2.2 用预处理后的数据集训练Bert的语料库

加载预处理后的corpus.0.tfrecord等等10个文件,预训练Bert模型。该部分是来自Bert原始模型的Tensorflow开源源码。

# 预训练脚本
import os
os.environ['TF_KERAS'] = '1'  # 必须使用tf.keras

import tensorflow as tf
from bert4keras.backend import keras, K
from bert4keras.models import build_transformer_model
from bert4keras.optimizers import Adam
from bert4keras.optimizers import extend_with_gradient_accumulation
from bert4keras.optimizers import extend_with_layer_adaptation
from bert4keras.optimizers import extend_with_piecewise_linear_lr
from bert4keras.optimizers import extend_with_weight_decay
from keras.layers import Input, Lambda
from keras.models import Model

from data_utils import TrainingDatasetRoBERTa

# 语料路径和模型保存路径
model_saved_path = 'pre_models/bert_model.ckpt'
corpus_paths = [
    f'corpus_tfrecord/corpus.{i}.tfrecord' for i in range(10)
]

# 其他配置
sequence_length = 512
batch_size = 64
config_path = 'bert_config.json'
checkpoint_path = None  # 如果从零训练,就设为None
learning_rate = 0.00176
weight_decay_rate = 0.01
num_warmup_steps = 3125
num_train_steps = 125000
steps_per_epoch = 10000
grad_accum_steps = 16   # 大于1即表明使用梯度累积
epochs = num_train_steps * grad_accum_steps // steps_per_epoch
exclude_from_weight_decay = ['Norm', 'bias']
tpu_address = None      # 如果用多GPU跑,直接设为None
which_optimizer = 'lamb'    # adam 或 lamb,均自带weight decay
lr_schedule = {
    num_warmup_steps * grad_accum_steps: 1.0,
    num_train_steps * grad_accum_steps: 0.0,
}
floatx = K.floatx()

# 读取数据集,构建数据张量
dataset = TrainingDatasetRoBERTa.load_tfrecord(
    record_names=corpus_paths,
    sequence_length=sequence_length,
    batch_size=batch_size // grad_accum_steps,
)

def build_transformer_model_with_mlm():
    """带mlm的bert模型。

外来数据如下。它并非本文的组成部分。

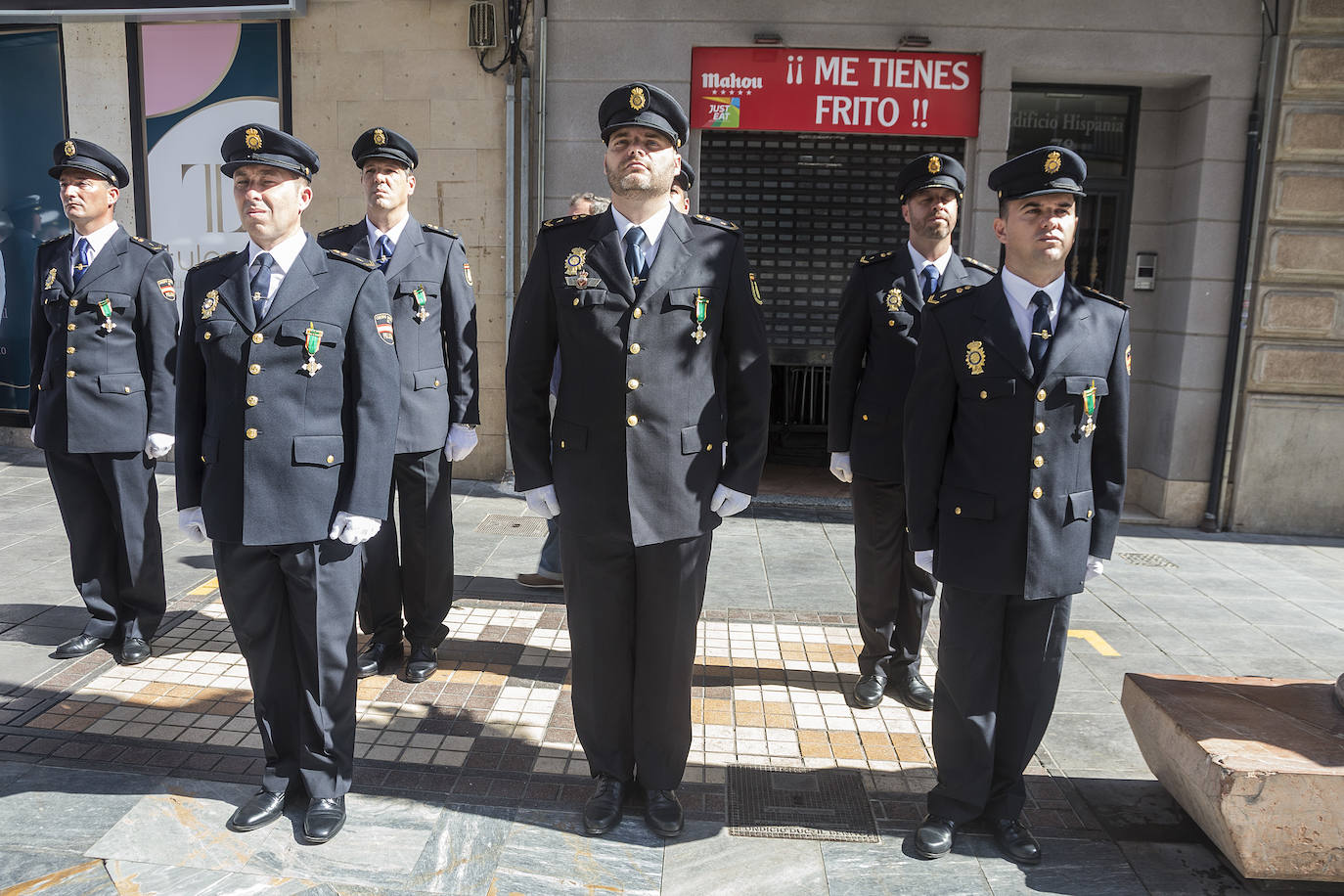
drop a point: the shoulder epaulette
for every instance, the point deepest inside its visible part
(148, 244)
(972, 262)
(352, 259)
(948, 294)
(211, 261)
(1092, 293)
(560, 222)
(435, 229)
(715, 222)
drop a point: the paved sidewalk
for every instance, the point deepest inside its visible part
(118, 780)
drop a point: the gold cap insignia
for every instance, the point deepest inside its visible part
(976, 356)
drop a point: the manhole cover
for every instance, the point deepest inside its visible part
(500, 524)
(1146, 560)
(827, 803)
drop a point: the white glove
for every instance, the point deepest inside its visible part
(461, 439)
(193, 524)
(157, 445)
(542, 501)
(840, 467)
(1095, 567)
(725, 501)
(354, 529)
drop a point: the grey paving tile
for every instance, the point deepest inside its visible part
(706, 859)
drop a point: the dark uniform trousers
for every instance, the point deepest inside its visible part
(876, 336)
(1013, 484)
(272, 454)
(438, 387)
(97, 394)
(635, 453)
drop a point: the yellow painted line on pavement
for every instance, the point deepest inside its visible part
(1096, 641)
(211, 585)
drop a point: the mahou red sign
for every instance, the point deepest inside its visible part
(863, 92)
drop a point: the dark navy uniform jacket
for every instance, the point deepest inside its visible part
(97, 389)
(437, 355)
(268, 452)
(1007, 478)
(876, 335)
(643, 409)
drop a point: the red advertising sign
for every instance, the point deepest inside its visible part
(863, 92)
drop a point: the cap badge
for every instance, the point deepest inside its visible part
(976, 356)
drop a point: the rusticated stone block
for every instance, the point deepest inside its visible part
(1258, 763)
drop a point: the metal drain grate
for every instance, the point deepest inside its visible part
(827, 803)
(500, 524)
(1148, 560)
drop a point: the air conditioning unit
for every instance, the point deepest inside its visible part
(481, 28)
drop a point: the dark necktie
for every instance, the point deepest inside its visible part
(384, 251)
(930, 284)
(261, 284)
(1041, 331)
(82, 254)
(635, 261)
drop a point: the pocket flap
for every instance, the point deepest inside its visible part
(319, 450)
(433, 378)
(121, 383)
(976, 506)
(294, 330)
(568, 437)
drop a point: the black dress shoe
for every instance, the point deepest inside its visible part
(910, 690)
(377, 657)
(263, 808)
(135, 650)
(78, 647)
(933, 837)
(603, 810)
(324, 819)
(663, 813)
(421, 664)
(1016, 841)
(867, 691)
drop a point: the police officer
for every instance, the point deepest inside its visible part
(664, 357)
(287, 418)
(1015, 470)
(434, 315)
(876, 335)
(104, 332)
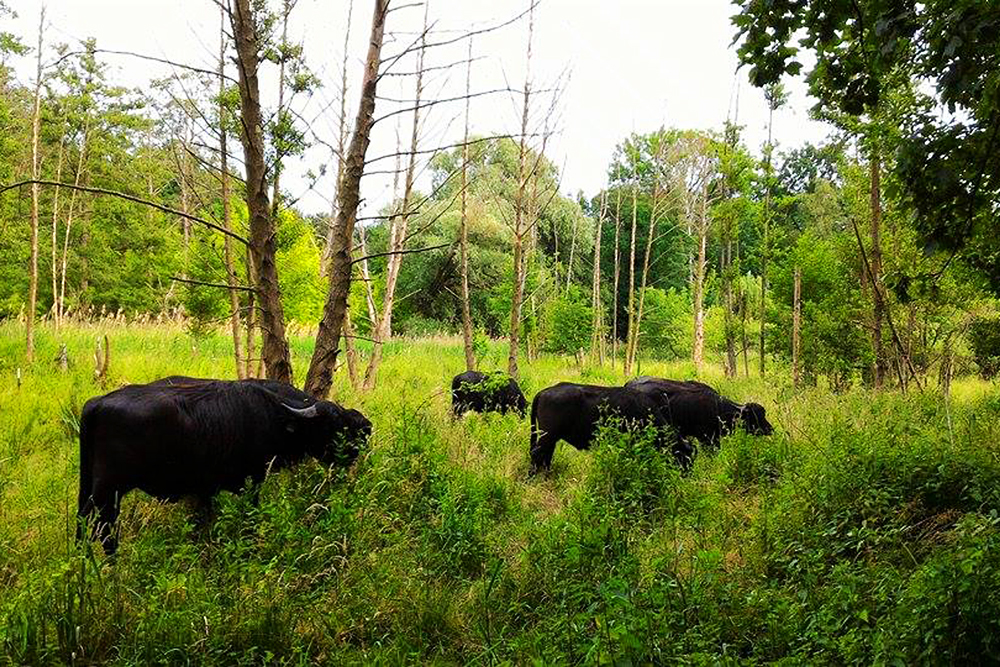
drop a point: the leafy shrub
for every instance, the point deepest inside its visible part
(984, 338)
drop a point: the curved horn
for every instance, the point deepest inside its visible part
(302, 412)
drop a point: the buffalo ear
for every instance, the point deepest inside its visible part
(302, 412)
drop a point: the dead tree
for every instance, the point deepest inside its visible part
(597, 339)
(520, 206)
(274, 353)
(234, 297)
(631, 280)
(614, 307)
(796, 328)
(470, 355)
(36, 122)
(399, 223)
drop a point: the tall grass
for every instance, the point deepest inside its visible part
(866, 530)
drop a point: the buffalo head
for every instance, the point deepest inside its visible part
(334, 433)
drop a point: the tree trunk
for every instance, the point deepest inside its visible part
(286, 9)
(699, 282)
(470, 355)
(36, 122)
(69, 218)
(614, 307)
(796, 329)
(324, 357)
(519, 215)
(634, 349)
(55, 232)
(876, 277)
(275, 353)
(597, 338)
(341, 146)
(234, 297)
(727, 279)
(631, 283)
(397, 237)
(572, 252)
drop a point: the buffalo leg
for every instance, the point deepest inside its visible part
(106, 501)
(541, 452)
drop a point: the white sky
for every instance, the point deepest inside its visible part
(633, 65)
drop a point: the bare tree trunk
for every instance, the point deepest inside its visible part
(251, 323)
(614, 307)
(324, 357)
(69, 218)
(36, 123)
(234, 297)
(631, 282)
(699, 281)
(397, 236)
(519, 211)
(727, 277)
(597, 338)
(55, 232)
(341, 145)
(275, 353)
(876, 277)
(286, 9)
(470, 355)
(634, 351)
(796, 328)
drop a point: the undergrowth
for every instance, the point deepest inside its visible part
(866, 530)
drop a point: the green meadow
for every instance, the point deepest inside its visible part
(864, 531)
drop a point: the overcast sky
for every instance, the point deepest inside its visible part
(632, 65)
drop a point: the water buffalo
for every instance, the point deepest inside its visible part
(571, 412)
(486, 392)
(696, 410)
(189, 437)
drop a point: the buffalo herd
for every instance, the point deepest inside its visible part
(191, 437)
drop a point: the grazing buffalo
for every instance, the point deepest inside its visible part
(180, 437)
(486, 392)
(571, 412)
(696, 410)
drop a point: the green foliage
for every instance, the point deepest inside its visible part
(567, 323)
(984, 338)
(864, 531)
(666, 324)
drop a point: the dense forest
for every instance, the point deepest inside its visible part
(703, 240)
(851, 285)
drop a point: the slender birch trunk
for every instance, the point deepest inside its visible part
(275, 353)
(796, 328)
(234, 297)
(699, 281)
(69, 217)
(876, 269)
(341, 145)
(397, 237)
(519, 214)
(36, 171)
(631, 282)
(55, 231)
(597, 338)
(470, 355)
(614, 307)
(324, 357)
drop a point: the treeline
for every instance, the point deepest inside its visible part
(697, 246)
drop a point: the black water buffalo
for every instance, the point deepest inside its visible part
(482, 392)
(189, 437)
(571, 412)
(696, 410)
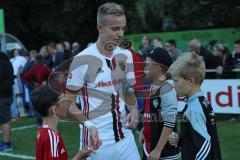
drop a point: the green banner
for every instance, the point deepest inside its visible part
(225, 36)
(1, 21)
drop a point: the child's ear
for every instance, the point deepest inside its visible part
(99, 28)
(52, 110)
(192, 80)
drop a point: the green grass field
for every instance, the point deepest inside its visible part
(23, 140)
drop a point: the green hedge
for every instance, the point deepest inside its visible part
(225, 36)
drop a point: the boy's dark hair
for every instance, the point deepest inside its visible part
(172, 42)
(39, 59)
(237, 41)
(43, 98)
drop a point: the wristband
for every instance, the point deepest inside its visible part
(88, 124)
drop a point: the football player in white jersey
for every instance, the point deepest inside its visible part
(103, 75)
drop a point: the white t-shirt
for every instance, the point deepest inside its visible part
(101, 81)
(18, 62)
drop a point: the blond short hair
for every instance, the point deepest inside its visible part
(187, 66)
(194, 45)
(110, 9)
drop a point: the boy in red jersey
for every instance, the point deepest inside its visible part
(49, 143)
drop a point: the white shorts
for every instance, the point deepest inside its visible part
(126, 149)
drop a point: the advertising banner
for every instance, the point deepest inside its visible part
(224, 95)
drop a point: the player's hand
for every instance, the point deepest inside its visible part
(132, 119)
(141, 137)
(173, 139)
(84, 153)
(154, 155)
(94, 138)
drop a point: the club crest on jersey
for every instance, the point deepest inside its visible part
(206, 103)
(155, 103)
(122, 65)
(99, 70)
(70, 76)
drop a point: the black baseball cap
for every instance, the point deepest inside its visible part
(161, 56)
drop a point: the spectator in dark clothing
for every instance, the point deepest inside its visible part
(236, 57)
(47, 58)
(6, 97)
(75, 49)
(38, 75)
(210, 61)
(224, 70)
(171, 47)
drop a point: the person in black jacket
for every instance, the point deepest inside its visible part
(6, 95)
(198, 136)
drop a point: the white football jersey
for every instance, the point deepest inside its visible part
(100, 81)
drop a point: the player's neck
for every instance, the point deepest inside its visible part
(51, 122)
(194, 90)
(100, 46)
(160, 79)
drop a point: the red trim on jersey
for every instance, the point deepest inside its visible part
(87, 113)
(84, 112)
(49, 145)
(119, 119)
(147, 119)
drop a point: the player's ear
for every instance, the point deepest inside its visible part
(52, 110)
(99, 28)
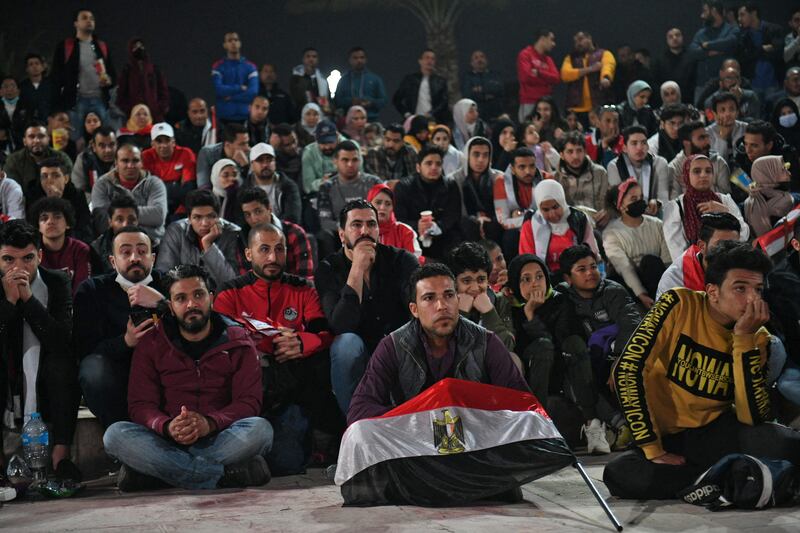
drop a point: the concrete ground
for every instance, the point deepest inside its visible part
(310, 503)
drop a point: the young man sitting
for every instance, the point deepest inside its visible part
(691, 381)
(194, 398)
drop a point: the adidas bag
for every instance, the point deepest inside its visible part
(746, 482)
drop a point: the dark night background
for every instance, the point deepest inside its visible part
(185, 37)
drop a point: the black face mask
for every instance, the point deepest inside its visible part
(637, 208)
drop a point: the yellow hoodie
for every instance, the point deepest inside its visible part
(680, 369)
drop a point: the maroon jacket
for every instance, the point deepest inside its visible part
(224, 384)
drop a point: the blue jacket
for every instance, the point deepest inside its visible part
(723, 39)
(229, 76)
(364, 84)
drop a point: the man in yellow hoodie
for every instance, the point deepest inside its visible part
(691, 381)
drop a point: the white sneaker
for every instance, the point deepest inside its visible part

"""
    bert = build_transformer_model(
        config_path, with_mlm='linear', return_keras_model=False
    )
    proba = bert.model.output

    # 辅助输入
    token_ids = Input(shape=(None,), dtype='int64', name='token_ids')   # 目标id
    is_masked = Input(shape=(None,), dtype=floatx, name='is_masked')    # mask标记

    def mlm_loss(inputs):
        """计算loss的函数,需要封装为一个层。"""
        y_true, y_pred, mask = inputs
        loss = K.sparse_categorical_crossentropy(
            y_true, y_pred, from_logits=True
        )
        loss = K.sum(loss * mask) / (K.sum(mask) + K.epsilon())
        return loss

    def mlm_acc(inputs):
        """计算准确率的函数,需要封装为一个层
        """
        y_true, y_pred, mask = inputs
        y_true = K.cast(y_true, floatx)
        acc = keras.metrics.sparse_categorical_accuracy(y_true, y_pred)
        acc = K.sum(acc * mask) / (K.sum(mask) + K.epsilon())
        return acc

    mlm_loss = Lambda(mlm_loss, name='mlm_loss')([token_ids, proba, is_masked])
    mlm_acc = Lambda(mlm_acc, name='mlm_acc')([token_ids, proba, is_masked])

    train_model = Model(
        bert.model.inputs + [token_ids, is_masked], [mlm_loss, mlm_acc]
    )

    loss = {
        'mlm_loss': lambda y_true, y_pred: y_pred,
        'mlm_acc': lambda y_true, y_pred: K.stop_gradient(y_pred),
    }

    return bert, train_model, loss

def build_transformer_model_for_pretraining():
    """构建训练模型,通用于TPU/GPU
    注意全程要用keras标准的层写法,一些比较灵活的“移花接木”式的
    写法可能会在TPU上训练失败。此外,要注意的是TPU并非支持所有
    tensorflow算子,尤其不支持动态(变长)算子,因此编写相应运算
    时要格外留意。
    """
    bert, train_model, loss = build_transformer_model_with_mlm()

    # 优化器
    optimizer = extend_with_weight_decay(Adam)
    if which_optimizer == 'lamb':
        optimizer = extend_with_layer_adaptation(optimizer)
    optimizer = extend_with_piecewise_linear_lr(optimizer)
    optimizer_params = {
        'learning_rate': learning_rate,
        'lr_schedule': lr_schedule,
        'weight_decay_rate': weight_decay_rate,
        'exclude_from_weight_decay': exclude_from_weight_decay,
        'bias_correction': False,
    }
    if grad_accum_steps > 1:
        optimizer = extend_with_gradient_accumulation(optimizer)
        optimizer_params['grad_accum_steps'] = grad_accum_steps
    optimizer = optimizer(**optimizer_params)

    # 模型定型
    train_model.compile(loss=loss, optimizer=optimizer)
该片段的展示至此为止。